I was reminded of an interview this morning as I went for a walk to clear my head because I was feeling overwhelmed. It was with TD Jakes at the Global Leadership Summit. I remembered the conversation andI knew there would be something in there I would have probably missed before so I pulled it out to watch again when I got back from my walk. 

In the interview, he is asked about a time he was speaking at a conference with the interviewer and came off the stage and apologise knowing that that wasn’t his best because he was exhausted. The interviewer asked himto explain, what had led him to that point, what had happened and how did he dig himself out of that hole.

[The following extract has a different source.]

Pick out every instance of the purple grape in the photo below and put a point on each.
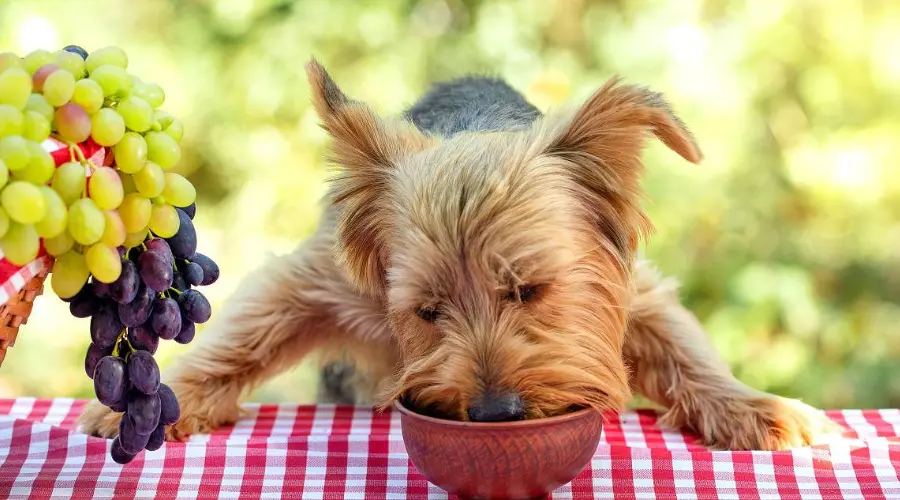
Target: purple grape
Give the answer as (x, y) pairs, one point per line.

He replies that anytime you take on new things it takes you a while to learn how to manage it. The incubation period is where you are going to be overwhelmed. Sometimes we underestimate how much it will cost you to deliver it. You are going to be depleted and exhausted and that’s okay. Everyone gets tired….., but you don’t want to stay tired, you want to figure it out. When things are overwhelming to me, it is a sign thatI need to restructure. It means my structure is deficient for the weight load that I am carrying. It doesn’t mean I can’t do it, it means I have to restructure in order to be able to do it.

And then he said, "It is not where we want to go that is the biggest problem to figure out, it is what are you willing to leave behind in order to get there. What do I need to let go of that I am able to do what I have to do today"?

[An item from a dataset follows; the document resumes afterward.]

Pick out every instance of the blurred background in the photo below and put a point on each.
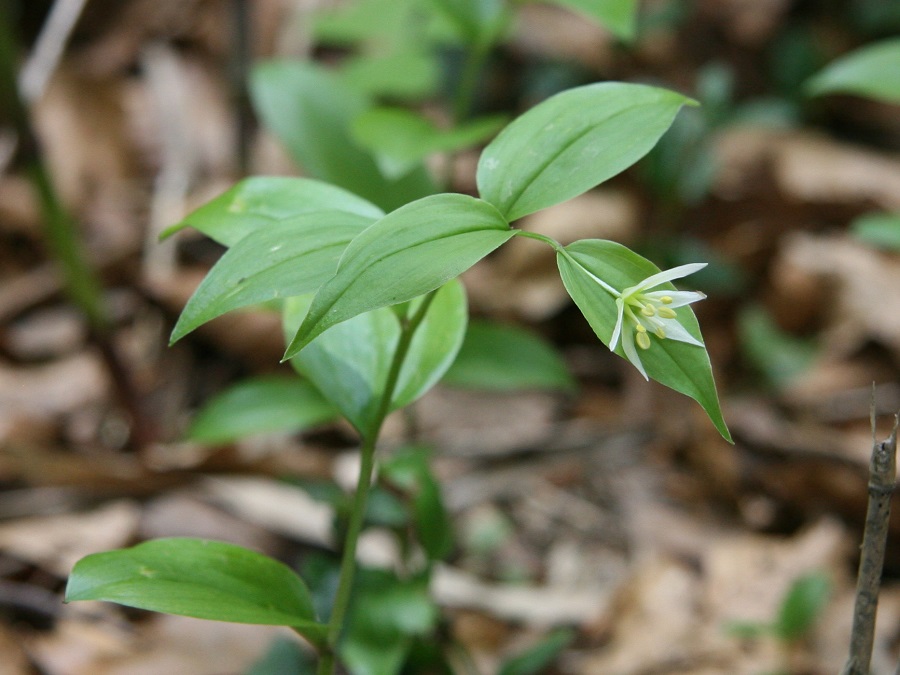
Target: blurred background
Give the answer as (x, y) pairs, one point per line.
(589, 500)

Growth costs us time, energy, and resources. Going to the next level sounds very romantic and even noble, but do we count the cost, and are we prepared to pay it in order to get to where we know we have to go?

This week I have been so out of my comfort zone that it has rocked my confidence levels in all areas of my life, I went to bed with my heart pounding last night. Wondering if I can do anything, never mind sustaining the new load I was experiencing. In my head, I know I am capable and have the capacity to do it, but the overwhelm in my heart was making me seriously doubt myself in a pervading way.

That walk allowed me the space to think about that interview and watching that interview gave me the encouragement I needed to remember what I know. You can choose growth or comfort, you can’t have both.

I’m off to build some structures to accommodate the growth, I’m leaning into the discomfort of that.

What is making you feel overwhelmed right now? How do you deal with it?